New technologies able to register vehicle trajectories, such as GPS (Global Position Systems)-enabled cell phones, have opened a new way of collecting traffic data. However, good methods that convert these data into useful information are needed to leverage these data. In this study a new method to estimate traffic states on arterials based on trajectory data is presented and assessed. The method is based on the Lighthill–Whitham–Richards (LWR) theory.

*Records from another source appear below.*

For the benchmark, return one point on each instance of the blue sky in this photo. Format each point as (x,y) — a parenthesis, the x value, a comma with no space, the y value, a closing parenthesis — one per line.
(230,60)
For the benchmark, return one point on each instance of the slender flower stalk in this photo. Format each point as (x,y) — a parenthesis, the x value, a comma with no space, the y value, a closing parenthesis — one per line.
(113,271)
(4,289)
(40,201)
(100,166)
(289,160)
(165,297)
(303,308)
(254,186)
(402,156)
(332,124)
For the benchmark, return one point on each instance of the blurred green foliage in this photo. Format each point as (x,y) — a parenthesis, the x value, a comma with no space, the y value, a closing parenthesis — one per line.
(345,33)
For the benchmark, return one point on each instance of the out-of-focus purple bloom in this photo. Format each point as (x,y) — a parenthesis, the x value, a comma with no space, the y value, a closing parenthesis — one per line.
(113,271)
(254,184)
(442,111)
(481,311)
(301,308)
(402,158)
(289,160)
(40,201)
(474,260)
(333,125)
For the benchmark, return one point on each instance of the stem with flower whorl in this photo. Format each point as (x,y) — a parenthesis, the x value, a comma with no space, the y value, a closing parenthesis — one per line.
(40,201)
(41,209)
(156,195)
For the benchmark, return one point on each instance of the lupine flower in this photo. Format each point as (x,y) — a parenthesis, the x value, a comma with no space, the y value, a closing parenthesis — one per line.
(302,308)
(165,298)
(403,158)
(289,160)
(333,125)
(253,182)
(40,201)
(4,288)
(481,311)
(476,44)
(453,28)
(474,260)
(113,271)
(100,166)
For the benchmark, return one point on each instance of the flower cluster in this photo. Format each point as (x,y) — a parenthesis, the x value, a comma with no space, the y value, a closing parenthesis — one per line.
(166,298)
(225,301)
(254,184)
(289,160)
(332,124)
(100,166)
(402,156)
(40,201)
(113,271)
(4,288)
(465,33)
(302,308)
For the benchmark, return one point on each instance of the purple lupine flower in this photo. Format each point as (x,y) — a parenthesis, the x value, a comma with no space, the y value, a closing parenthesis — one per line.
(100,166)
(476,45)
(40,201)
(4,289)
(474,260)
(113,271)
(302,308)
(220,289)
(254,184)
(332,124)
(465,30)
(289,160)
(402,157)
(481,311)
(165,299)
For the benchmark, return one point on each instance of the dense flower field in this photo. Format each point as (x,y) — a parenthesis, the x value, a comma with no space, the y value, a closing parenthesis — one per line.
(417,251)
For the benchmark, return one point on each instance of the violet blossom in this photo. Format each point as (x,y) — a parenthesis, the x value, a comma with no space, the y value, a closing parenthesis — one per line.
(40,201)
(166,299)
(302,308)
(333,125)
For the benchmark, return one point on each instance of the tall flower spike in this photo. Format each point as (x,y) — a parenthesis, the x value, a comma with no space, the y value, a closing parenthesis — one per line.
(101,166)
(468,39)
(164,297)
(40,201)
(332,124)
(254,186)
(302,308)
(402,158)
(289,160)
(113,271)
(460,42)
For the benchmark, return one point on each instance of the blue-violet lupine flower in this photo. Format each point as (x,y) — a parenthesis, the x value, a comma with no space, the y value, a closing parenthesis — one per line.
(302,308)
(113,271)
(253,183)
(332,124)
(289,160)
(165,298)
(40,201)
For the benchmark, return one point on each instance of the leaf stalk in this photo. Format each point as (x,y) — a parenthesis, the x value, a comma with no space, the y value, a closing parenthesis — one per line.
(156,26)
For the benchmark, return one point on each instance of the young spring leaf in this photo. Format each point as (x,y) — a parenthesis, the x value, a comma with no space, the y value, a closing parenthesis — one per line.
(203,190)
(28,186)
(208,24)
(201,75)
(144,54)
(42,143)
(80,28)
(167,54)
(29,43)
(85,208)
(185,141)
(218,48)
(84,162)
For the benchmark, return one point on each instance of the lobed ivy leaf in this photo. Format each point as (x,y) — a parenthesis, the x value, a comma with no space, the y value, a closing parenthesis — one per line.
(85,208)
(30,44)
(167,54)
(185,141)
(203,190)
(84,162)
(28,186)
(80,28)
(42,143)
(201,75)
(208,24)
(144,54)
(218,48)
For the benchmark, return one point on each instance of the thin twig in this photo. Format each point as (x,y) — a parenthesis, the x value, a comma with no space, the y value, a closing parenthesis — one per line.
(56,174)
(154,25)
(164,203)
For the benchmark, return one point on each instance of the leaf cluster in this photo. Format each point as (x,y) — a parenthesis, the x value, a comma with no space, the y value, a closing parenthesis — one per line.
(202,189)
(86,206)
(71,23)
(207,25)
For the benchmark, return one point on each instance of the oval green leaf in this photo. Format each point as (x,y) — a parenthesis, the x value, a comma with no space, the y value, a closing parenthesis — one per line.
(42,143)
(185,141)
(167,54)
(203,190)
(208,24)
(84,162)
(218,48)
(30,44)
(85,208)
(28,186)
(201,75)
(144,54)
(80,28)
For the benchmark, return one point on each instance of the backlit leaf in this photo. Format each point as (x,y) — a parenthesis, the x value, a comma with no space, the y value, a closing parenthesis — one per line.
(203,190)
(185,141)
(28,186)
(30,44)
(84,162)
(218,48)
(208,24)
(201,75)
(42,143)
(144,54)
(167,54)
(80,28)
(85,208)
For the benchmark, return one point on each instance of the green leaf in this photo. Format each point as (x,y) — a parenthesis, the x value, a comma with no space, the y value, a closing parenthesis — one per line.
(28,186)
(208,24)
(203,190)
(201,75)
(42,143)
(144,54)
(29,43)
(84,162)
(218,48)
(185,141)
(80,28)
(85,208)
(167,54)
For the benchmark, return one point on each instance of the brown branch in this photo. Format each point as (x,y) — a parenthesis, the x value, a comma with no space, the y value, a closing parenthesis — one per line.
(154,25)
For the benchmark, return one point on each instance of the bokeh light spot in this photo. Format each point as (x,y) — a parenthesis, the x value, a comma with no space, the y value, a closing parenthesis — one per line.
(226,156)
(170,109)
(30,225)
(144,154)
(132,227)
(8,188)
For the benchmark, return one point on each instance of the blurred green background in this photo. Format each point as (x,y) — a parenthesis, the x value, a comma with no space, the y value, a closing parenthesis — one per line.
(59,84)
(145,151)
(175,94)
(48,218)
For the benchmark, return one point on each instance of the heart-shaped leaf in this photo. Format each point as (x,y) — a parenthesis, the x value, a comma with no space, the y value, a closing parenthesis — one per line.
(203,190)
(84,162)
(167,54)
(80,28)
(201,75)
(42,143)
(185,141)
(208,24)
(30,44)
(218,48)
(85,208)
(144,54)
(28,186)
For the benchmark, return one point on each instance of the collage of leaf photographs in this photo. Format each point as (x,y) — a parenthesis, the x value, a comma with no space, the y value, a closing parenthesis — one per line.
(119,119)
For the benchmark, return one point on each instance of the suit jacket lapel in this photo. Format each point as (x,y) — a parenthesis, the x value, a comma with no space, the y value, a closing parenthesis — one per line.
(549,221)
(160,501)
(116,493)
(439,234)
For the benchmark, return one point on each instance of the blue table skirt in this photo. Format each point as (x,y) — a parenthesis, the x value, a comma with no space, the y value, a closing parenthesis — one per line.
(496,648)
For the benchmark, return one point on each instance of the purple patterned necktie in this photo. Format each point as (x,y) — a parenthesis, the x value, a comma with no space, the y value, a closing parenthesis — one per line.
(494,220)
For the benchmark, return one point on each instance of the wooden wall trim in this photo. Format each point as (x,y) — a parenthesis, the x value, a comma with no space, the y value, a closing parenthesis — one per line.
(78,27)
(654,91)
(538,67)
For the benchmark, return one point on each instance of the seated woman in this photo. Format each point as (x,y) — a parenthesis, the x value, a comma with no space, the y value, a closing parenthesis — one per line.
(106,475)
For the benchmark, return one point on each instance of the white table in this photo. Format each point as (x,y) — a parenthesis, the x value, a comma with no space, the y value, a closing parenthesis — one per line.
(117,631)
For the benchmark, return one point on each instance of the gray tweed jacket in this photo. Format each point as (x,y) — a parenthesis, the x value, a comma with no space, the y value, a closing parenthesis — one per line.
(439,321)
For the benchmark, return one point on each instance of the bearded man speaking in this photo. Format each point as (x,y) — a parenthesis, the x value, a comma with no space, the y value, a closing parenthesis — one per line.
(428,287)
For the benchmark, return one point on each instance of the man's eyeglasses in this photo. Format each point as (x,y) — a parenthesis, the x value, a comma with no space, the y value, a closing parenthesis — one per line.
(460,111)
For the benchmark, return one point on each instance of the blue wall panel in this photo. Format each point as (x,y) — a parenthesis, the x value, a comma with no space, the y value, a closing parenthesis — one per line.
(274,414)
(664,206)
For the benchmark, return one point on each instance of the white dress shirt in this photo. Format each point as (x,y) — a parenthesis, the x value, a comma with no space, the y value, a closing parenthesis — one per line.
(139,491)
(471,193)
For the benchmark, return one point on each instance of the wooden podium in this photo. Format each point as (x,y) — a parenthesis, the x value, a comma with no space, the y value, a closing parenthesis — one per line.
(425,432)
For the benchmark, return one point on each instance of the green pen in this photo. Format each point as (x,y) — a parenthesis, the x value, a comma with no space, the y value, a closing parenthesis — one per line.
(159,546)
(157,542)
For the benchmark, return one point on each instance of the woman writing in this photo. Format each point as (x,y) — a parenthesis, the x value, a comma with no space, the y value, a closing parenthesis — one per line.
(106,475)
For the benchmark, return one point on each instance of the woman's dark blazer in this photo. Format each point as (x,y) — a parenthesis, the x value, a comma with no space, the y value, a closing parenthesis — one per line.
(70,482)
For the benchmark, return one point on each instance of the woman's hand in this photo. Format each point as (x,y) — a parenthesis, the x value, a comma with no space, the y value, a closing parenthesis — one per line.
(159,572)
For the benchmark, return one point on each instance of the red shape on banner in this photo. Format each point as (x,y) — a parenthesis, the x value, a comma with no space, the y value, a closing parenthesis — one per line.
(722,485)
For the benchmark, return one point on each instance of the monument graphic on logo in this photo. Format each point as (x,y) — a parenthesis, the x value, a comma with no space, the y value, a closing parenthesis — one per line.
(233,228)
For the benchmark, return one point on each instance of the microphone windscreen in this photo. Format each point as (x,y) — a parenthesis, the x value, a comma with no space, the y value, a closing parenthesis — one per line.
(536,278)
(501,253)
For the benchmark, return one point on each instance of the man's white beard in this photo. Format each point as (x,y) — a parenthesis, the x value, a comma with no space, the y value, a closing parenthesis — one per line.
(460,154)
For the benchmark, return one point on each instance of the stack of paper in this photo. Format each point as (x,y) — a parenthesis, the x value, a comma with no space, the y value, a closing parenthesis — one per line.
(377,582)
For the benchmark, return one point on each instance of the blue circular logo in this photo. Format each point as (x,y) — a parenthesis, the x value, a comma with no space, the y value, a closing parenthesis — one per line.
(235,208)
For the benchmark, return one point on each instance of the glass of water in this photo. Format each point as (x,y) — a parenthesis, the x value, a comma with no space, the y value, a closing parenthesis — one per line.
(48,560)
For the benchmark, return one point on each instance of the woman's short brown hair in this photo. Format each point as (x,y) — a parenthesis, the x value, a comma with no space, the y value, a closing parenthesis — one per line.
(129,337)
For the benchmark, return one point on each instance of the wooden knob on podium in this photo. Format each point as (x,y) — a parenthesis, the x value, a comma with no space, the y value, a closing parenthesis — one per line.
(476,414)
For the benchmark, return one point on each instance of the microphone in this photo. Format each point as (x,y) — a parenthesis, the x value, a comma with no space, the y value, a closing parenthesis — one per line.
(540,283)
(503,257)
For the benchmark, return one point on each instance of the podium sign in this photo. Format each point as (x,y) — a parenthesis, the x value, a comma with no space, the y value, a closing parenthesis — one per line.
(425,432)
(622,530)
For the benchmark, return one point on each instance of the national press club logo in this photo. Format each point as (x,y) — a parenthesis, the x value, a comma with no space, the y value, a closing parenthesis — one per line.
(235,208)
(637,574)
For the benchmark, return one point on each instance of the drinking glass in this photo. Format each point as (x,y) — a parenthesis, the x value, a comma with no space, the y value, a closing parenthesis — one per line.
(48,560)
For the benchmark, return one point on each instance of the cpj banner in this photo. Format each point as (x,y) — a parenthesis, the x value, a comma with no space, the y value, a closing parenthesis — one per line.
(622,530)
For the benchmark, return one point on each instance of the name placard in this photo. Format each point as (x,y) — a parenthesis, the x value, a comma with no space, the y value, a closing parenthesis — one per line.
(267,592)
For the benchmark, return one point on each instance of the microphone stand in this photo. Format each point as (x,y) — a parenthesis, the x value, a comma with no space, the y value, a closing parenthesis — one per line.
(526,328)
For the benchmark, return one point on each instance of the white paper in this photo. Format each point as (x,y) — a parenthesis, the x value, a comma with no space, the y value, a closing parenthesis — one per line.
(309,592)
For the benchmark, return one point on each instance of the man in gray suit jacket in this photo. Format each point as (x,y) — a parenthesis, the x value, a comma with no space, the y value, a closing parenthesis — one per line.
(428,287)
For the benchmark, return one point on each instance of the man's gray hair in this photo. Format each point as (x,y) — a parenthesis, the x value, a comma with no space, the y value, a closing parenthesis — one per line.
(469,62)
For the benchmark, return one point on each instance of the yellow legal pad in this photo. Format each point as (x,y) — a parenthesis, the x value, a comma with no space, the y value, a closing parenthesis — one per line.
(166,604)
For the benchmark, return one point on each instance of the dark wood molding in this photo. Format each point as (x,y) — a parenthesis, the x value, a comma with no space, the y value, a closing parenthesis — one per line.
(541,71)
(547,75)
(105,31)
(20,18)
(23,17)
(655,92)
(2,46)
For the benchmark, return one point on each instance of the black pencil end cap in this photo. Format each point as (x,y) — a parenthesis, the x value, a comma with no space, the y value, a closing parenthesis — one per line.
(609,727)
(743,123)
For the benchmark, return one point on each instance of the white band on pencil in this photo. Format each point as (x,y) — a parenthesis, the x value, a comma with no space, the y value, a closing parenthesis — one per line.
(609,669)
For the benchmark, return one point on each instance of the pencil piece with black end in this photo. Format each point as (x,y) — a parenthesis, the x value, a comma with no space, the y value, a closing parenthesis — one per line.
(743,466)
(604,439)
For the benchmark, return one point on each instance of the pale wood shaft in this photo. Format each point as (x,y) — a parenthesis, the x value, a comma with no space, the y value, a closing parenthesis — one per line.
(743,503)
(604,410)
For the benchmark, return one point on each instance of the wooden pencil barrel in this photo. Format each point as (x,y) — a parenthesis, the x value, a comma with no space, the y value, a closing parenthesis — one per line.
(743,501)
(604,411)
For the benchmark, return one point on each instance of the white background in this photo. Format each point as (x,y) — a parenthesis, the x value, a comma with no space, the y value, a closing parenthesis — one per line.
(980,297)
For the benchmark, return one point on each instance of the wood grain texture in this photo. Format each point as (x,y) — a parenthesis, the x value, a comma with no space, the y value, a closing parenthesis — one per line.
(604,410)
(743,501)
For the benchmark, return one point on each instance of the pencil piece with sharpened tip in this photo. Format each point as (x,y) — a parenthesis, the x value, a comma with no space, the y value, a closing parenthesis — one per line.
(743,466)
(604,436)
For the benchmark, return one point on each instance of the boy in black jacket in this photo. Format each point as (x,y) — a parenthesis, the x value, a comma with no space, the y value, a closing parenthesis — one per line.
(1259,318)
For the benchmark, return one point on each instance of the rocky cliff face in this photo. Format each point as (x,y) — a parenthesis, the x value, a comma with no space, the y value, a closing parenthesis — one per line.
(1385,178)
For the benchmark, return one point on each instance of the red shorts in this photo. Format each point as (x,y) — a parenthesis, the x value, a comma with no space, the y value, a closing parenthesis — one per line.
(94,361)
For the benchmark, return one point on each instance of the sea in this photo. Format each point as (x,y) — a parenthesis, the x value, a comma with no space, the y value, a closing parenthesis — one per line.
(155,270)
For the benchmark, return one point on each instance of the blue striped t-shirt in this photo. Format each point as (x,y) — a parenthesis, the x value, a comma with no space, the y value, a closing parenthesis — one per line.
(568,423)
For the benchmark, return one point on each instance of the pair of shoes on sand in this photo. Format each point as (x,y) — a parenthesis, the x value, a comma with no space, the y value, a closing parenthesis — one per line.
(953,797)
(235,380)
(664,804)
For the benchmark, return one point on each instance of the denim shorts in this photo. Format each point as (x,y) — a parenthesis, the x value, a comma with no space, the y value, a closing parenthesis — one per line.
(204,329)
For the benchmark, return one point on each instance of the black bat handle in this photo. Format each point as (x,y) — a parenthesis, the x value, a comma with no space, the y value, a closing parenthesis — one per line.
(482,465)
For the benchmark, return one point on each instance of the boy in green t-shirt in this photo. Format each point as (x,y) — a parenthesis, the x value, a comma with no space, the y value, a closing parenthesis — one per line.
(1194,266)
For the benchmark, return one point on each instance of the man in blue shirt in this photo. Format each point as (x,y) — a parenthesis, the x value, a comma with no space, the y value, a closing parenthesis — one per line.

By using this theory, traffic dynamics on arterials can be better captured by extracting more information from the same piece of data. Trajectory data used consist of the trajectory of the latest equipped vehicle that crossed the segment under study. Preliminary analysis based on micro-simulation suggests that this method yields good traffic state estimates both at congested and uncongested situations, even for very low penetration rates (1%). The method is also able to forecast queue length at intersections and travel times along a road section.

Suggested Citation

  • Hiribarren, Gabriel & Herrera, Juan Carlos, 2014. "Real time traffic states estimation on arterials based on trajectory data," Transportation Research Part B: Methodological, Elsevier, vol. 69(C), pages 19-30.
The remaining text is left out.